Le silence peut toutefois devenir une imposition qui conduit à la violence. La règle du silence, du mutisme, de la réserve issus de la neige et du froid serait caractéristique des peuples du Nord — encore plus dans les villages isolés où peut s’imposer une « loi du silence ». « Le plus souvent, nous ne parlons pas », écrit le romancier québécois Pierre Gobeil. Nous pensons en arts visuels à l’image saisissante du tableaux scènes sans présence humaine ou à l’œuvre d’Edvard Munch, Skrik [Le cri] dans lequel un homme semble émettre un permanent cri silencieux. À s’imposant aux humains, ce silence du Nord peut aussi finir par contraindre ceux-ci à un mutisme qui nie leur propre existence. Un missionnaire arctique rappelle les mots du philosophe Pascal : « Le silence éternel de ces espaces m’effraie. » On parle dans les cultures nordiques d’une culture du silence ou de la taciturnité.

Dans ce colloque, nous aimerions explorer, dans les représentations culturelles et littéraires, dans les textes historiques et les récits de voyage, les liens entre « silence et violence » dans le contexte du Nord et de l’Arctique.
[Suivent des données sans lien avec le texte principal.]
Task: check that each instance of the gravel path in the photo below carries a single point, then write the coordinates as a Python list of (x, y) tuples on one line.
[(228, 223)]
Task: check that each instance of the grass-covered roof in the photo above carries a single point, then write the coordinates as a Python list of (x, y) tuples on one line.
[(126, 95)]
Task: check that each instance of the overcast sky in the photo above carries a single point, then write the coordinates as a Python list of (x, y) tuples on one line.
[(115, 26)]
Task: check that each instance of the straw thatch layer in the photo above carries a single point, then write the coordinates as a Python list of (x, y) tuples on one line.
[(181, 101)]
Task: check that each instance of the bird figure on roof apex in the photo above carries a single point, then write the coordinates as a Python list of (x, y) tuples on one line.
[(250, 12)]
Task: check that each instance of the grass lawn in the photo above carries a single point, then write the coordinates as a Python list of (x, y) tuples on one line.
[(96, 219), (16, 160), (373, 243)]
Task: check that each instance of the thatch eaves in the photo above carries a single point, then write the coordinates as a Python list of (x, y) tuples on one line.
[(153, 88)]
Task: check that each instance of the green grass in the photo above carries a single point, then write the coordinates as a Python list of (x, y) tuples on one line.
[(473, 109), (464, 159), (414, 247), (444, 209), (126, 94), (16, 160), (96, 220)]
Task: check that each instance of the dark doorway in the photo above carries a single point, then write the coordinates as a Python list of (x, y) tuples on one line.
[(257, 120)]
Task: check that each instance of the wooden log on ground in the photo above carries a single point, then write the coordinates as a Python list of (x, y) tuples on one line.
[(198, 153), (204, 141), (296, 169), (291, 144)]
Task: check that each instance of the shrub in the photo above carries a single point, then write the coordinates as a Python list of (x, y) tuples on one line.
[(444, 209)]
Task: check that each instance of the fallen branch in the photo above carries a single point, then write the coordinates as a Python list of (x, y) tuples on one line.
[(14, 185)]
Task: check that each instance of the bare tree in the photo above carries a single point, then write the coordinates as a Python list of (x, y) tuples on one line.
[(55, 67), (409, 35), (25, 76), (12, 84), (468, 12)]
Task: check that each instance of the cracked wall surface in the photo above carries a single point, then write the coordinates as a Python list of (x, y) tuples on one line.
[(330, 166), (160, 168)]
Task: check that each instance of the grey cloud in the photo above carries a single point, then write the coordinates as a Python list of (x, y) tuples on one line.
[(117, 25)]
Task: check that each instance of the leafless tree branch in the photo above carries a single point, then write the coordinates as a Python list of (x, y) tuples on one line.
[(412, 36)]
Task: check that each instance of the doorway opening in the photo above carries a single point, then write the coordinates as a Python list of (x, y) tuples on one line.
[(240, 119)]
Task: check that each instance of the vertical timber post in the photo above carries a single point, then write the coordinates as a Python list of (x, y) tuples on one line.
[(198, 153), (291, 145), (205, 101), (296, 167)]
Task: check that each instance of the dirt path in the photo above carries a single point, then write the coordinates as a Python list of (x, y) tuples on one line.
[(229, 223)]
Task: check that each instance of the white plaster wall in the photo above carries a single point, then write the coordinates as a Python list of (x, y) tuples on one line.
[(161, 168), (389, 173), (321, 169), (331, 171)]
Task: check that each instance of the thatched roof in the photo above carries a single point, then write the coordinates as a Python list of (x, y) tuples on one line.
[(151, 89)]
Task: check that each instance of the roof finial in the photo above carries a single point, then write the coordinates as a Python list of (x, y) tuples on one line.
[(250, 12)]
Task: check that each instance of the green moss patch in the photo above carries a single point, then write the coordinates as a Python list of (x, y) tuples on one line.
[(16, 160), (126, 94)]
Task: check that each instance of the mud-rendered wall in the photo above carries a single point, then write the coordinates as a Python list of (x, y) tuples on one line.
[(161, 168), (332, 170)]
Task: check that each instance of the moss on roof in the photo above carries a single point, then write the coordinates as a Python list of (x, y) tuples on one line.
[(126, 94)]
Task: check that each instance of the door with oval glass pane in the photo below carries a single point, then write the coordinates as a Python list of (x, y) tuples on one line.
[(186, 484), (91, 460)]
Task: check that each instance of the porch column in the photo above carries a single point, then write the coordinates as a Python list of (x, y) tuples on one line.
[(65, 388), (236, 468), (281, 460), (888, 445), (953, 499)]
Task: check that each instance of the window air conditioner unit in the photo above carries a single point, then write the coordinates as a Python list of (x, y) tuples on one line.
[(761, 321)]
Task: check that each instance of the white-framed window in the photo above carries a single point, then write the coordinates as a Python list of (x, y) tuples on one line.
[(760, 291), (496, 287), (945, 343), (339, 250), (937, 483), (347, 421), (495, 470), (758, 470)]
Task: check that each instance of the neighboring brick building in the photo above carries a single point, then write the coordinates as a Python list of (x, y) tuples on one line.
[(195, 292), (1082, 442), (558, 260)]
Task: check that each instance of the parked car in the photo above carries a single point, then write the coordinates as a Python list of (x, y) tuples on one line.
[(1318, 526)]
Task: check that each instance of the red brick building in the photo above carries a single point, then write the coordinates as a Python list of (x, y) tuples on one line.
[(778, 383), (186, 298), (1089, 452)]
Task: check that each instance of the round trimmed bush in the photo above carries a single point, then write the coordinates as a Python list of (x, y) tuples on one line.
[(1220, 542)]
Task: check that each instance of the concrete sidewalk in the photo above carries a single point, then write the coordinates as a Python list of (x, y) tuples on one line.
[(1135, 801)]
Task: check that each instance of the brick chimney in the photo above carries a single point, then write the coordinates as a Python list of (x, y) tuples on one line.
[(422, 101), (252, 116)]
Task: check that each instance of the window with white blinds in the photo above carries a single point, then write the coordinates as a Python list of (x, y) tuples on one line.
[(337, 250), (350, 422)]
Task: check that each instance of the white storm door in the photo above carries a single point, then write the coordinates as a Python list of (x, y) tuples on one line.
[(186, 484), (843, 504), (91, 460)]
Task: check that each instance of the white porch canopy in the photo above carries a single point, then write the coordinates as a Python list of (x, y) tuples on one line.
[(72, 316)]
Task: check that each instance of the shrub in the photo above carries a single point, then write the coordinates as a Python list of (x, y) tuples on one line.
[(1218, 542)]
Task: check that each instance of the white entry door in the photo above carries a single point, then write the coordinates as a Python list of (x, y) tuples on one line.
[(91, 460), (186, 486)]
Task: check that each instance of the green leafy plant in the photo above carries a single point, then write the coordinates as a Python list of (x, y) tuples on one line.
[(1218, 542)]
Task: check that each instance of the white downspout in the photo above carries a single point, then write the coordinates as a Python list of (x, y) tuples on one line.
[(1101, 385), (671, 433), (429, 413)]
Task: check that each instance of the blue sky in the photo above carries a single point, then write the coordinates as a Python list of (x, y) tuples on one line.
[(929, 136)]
Nous pensons notamment, mais non exclusivement :

• Au silence du Nord comme valeur d’imposition morale

• À l’absence ou à la rareté de paroles, qui peut conduire à la violence

• À la « loi du silence » dans les petites communautés qui peut cacher la violence faite aux plus vulnérables

• À la « mise sous silence » historique de certaines cultures, à la fois autochtones et allochtones, d’un point de vue colonial

• Au choix du silence individuel, face à la pression de la normalisation sociale nordique.
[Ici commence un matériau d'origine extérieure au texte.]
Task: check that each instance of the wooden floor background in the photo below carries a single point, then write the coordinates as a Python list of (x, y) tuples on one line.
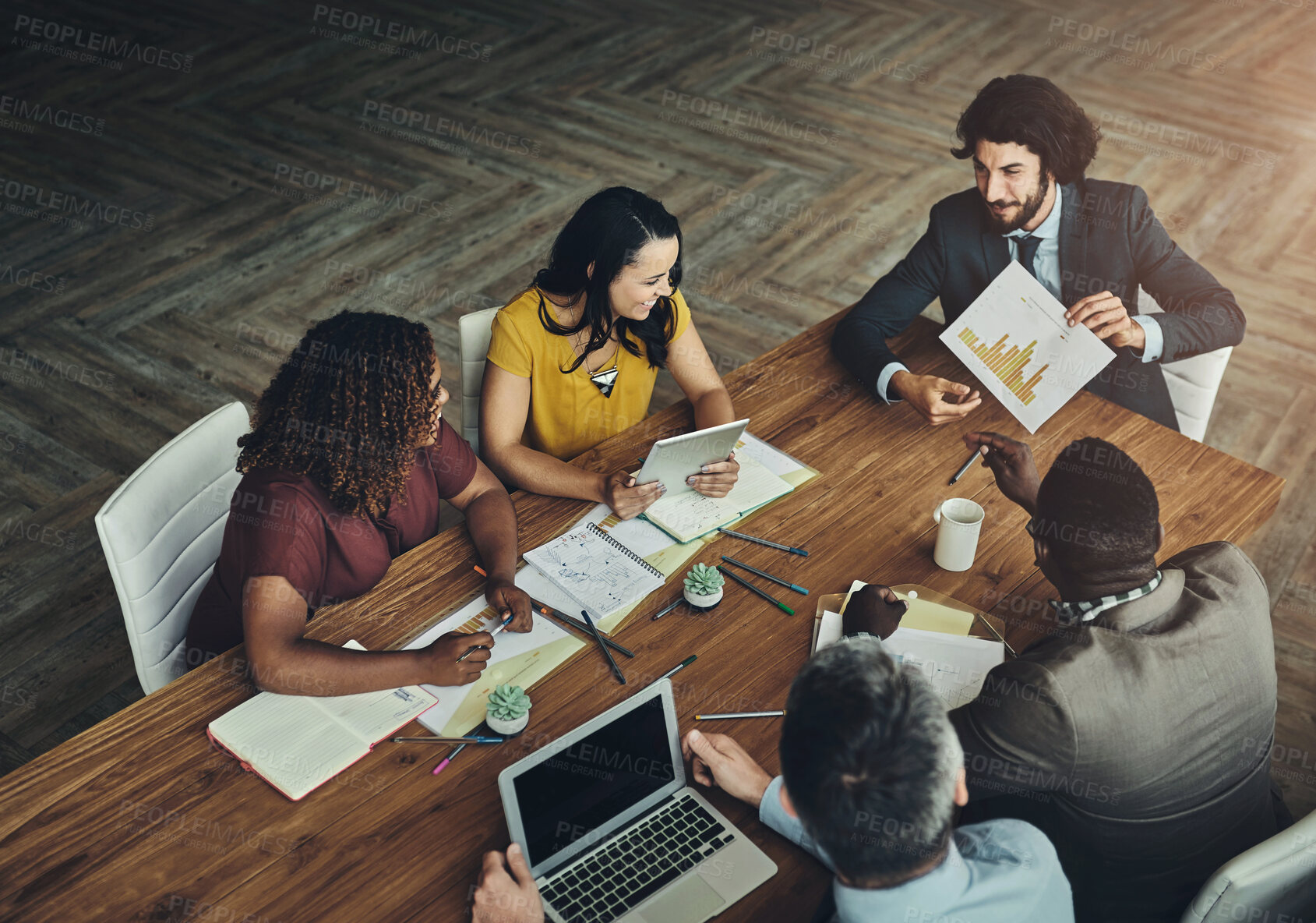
[(800, 145)]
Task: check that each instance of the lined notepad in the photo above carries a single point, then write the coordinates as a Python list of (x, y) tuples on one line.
[(690, 515), (298, 743), (595, 571)]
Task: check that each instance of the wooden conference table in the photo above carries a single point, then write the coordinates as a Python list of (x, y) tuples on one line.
[(137, 819)]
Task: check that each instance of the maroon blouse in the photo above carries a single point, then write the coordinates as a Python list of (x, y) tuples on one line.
[(283, 525)]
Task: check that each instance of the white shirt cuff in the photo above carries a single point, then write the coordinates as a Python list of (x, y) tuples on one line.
[(1155, 345), (771, 812), (884, 378)]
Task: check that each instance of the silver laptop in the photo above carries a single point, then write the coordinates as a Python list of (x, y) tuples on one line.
[(612, 831)]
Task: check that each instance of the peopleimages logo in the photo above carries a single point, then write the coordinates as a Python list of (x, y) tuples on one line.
[(1141, 45), (99, 41), (404, 34), (66, 202), (42, 112), (737, 116)]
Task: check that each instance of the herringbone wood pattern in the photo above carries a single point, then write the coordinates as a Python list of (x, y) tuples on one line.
[(294, 169)]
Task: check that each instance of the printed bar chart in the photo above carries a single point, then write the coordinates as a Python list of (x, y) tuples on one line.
[(1015, 340), (1007, 365)]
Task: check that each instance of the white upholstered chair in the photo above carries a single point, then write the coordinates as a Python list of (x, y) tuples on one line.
[(1193, 382), (1275, 880), (474, 334), (161, 532)]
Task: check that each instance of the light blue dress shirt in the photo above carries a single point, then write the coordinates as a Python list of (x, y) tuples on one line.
[(1046, 267), (995, 872)]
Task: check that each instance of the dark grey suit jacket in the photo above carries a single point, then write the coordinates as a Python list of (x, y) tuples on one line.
[(1110, 240), (1140, 741)]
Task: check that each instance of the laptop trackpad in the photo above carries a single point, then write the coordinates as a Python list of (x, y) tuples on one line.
[(690, 900)]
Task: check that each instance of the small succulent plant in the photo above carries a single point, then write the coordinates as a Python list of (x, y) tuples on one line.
[(507, 702), (703, 580)]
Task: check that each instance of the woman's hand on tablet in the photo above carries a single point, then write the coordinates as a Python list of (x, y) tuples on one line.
[(626, 498), (718, 478)]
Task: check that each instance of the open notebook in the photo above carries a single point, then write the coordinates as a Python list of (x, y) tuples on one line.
[(933, 638), (595, 571), (689, 515), (298, 743)]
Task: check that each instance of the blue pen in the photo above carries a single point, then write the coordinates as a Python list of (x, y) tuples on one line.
[(481, 739), (765, 575)]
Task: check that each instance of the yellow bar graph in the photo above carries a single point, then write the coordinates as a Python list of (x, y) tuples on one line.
[(1007, 362)]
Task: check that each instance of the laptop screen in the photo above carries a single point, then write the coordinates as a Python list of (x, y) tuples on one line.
[(580, 789)]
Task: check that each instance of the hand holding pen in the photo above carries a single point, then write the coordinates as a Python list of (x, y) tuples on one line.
[(456, 659)]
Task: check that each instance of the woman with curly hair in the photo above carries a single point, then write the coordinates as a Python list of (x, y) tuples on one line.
[(347, 462), (574, 357)]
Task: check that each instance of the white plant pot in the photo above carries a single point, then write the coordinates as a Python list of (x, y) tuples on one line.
[(515, 726), (703, 599)]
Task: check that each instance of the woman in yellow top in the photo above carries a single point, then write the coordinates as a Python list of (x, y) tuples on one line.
[(573, 359)]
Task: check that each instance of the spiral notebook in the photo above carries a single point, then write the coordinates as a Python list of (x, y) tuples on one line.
[(596, 571)]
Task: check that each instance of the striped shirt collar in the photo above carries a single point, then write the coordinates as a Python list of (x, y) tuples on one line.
[(1086, 610)]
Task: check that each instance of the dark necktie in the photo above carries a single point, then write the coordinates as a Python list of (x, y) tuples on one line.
[(1027, 250)]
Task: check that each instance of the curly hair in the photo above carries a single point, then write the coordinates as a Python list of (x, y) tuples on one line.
[(1033, 112), (348, 410)]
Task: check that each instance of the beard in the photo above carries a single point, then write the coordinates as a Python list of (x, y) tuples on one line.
[(1027, 214)]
Conformément à la programmation scientifique du Laboratoire international de recherche sur l’imaginaire du Nord, de l’hiver et de l’Arctique, nous concevons le « Nord » dans son sens large et circumpolaire, qui inclut toutes les cultures froides autour du pôle, y compris les cultures autochtones.

Cet appel à communication s’adresse aux professeurs, chercheurs et étudiants des cycles supérieurs en sciences humaines et en arts, ainsi qu’aux artistes et écrivains. Les présentations, d’une durée de 20 minutes, devront être faites en anglais. Les propositions seront reçues jusqu’au 5 octobre 2022, par courriel, à l’adresse imaginairedunord@uqam.ca. Elles devront être composées du titre de la conférence, d’un descriptif de 10 à 20 lignes, du nom du conférencier ou de la conférencière, de son affiliation institutionnelle et de son statut, ainsi que de son adresse postale et de son courriel. Une réponse sera rendue avant le 15 octobre 2022. Les frais de déplacement et de séjour devront être pris en charge par les participants.

On peut réserver une chambre à booking@hotelbrandan.fo avec ce numéro de réservation: 390633.


Cet événement est le 17e colloque international organisé par le Laboratoire international de recherche sur l’imaginaire du Nord, de l’hiver et de l’Arctique de l’Université du Québec à Montréal.

À l’issue du colloque, les participants seront invités à soumettre un article pour une publication prévue.

Le colloque est organisé par Malan Marnersdóttir (Université des Îles Féroé) et Daniel Chartier (Université du Québec à Montréal).

Nous remercions le Conseil nordique des ministres, le Ministère québécois des Relations internationales et de la Francophonie, le Belmont Forum et le projet « NICH-Arctic », l’Université du Québec à Montréal, d’Énergir et le Centre de recherche interuniversitaire sur la littérature et la culture québécoises pour leur soutien à l’organisation de ce colloque.